The Woman Donald Trump Cherishes Most of All Is His Daughter Ivanka
Donald Trump has a long list of those against whom he holds a grudge, and often marches through a partial recitation of it at campaign events. But his other list, of those he holds in the highest regard, has one name at the top: Ivanka Trump.
At every stop, he introduces his daughter as smart, beautiful, and a wonderful person. And in the portion of an interview with Fox News host Sean Hannity that aired on Wednesday night, he suggested that she’s also his top adviser, on “that whole subject” of “women's health and women” and beyond that whole subject, too.
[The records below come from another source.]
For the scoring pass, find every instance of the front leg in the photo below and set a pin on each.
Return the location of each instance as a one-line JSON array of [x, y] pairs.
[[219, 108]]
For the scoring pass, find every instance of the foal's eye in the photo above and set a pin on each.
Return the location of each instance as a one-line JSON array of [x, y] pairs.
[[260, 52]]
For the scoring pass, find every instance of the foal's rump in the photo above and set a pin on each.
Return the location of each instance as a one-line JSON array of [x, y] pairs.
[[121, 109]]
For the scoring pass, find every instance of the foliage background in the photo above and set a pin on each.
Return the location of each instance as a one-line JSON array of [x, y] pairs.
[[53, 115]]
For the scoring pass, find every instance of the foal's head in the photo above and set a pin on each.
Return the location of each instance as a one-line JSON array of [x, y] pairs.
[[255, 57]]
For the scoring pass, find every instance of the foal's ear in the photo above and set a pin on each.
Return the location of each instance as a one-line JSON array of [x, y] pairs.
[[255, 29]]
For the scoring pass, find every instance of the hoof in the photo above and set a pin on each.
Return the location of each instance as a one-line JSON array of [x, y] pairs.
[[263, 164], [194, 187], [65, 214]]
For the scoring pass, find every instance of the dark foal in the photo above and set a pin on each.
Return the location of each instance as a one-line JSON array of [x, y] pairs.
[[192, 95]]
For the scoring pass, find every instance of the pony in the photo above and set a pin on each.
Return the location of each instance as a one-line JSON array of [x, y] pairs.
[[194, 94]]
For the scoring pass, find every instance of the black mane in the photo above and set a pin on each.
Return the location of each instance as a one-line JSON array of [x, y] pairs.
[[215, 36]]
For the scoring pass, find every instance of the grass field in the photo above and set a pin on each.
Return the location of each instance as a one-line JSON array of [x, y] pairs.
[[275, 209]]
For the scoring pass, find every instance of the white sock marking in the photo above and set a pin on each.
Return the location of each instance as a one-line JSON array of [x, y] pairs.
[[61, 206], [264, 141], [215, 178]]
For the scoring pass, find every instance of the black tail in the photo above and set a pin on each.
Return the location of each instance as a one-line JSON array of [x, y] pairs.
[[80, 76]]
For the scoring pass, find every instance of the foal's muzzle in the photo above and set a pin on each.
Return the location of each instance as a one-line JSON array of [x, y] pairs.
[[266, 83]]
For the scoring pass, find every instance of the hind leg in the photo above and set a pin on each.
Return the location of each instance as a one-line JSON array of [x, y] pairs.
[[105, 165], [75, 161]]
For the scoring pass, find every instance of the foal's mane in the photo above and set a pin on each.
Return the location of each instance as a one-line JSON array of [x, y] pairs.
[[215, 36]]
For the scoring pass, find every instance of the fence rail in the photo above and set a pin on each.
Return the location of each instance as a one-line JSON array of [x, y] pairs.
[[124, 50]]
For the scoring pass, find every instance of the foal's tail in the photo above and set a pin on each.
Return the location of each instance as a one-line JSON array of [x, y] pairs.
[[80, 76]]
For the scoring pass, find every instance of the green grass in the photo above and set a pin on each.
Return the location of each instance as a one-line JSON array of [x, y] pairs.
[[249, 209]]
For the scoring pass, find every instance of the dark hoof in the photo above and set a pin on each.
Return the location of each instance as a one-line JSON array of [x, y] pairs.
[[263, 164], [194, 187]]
“Is there anyone close to you that you count on the most?” Hannity asked.
“I have some very smart people in my organization and my children are very smart,” he answered. “You know Ivanka, how smart, and she's got a great sense of...”
Hannity interrupted to mention some of Trump’s other offspring: “I know Eric, I know Don...”
But Trump steered him back to the one he had in mind: “Ivanka came to me the other day; it was very interesting. You know with this whole thing with Megyn Kelly”—Hannity’s Fox colleague, who as a moderator of last week’s first GOP presidential debate confronted him about having “called women you don’t like fat pigs, dogs, slobs, and disgusting animals.”
“In theory, it's not a big deal,” Trump said of what he saw as Kelly’s attack on him. But it was Ivanka, he said, who told him he needed to clarify how he does see women.
“Ivanka said, ‘Dad, you love women, you cherish women.’ She said that; she used the word 'cherish.'” So Trump used it, too.
“She said, 'You respect women. You have so many women working for you, probably more women executives than male executives.’ She said, ‘Dad, you've got to let people know how much you adore women and how you'll take care of them.'”
To cherish, to adore, to take care of? Those sound more like wedding vows than campaign promises, but Trump thinks he stacks up quite favorably on the woman front, especially when compared to the rival he goes after the most frequently and ferociously, Jeb Bush.
“And right after she said that,” Trump continued, “Jeb Bush came out with that horrible statement where essentially, he's not going to take care of women's health issues.” Bush later said that he was talking about cutting federal funding to Planned Parenthood, the country’s leading abortion provider, and putting that money into other health care services for women.
But like Hillary Clinton and other Democrats, Trump jumped on the mistake, and gladly seized on it as an antidote to the charge that he sees women as pigs and dogs: “And I said, ‘Wow, that's incredible, that's a really stupid statement to make,’ and Ivanka is so much into that whole issue of women's health and women, and she's my guide on that whole subject, but she understands how I feel about it.”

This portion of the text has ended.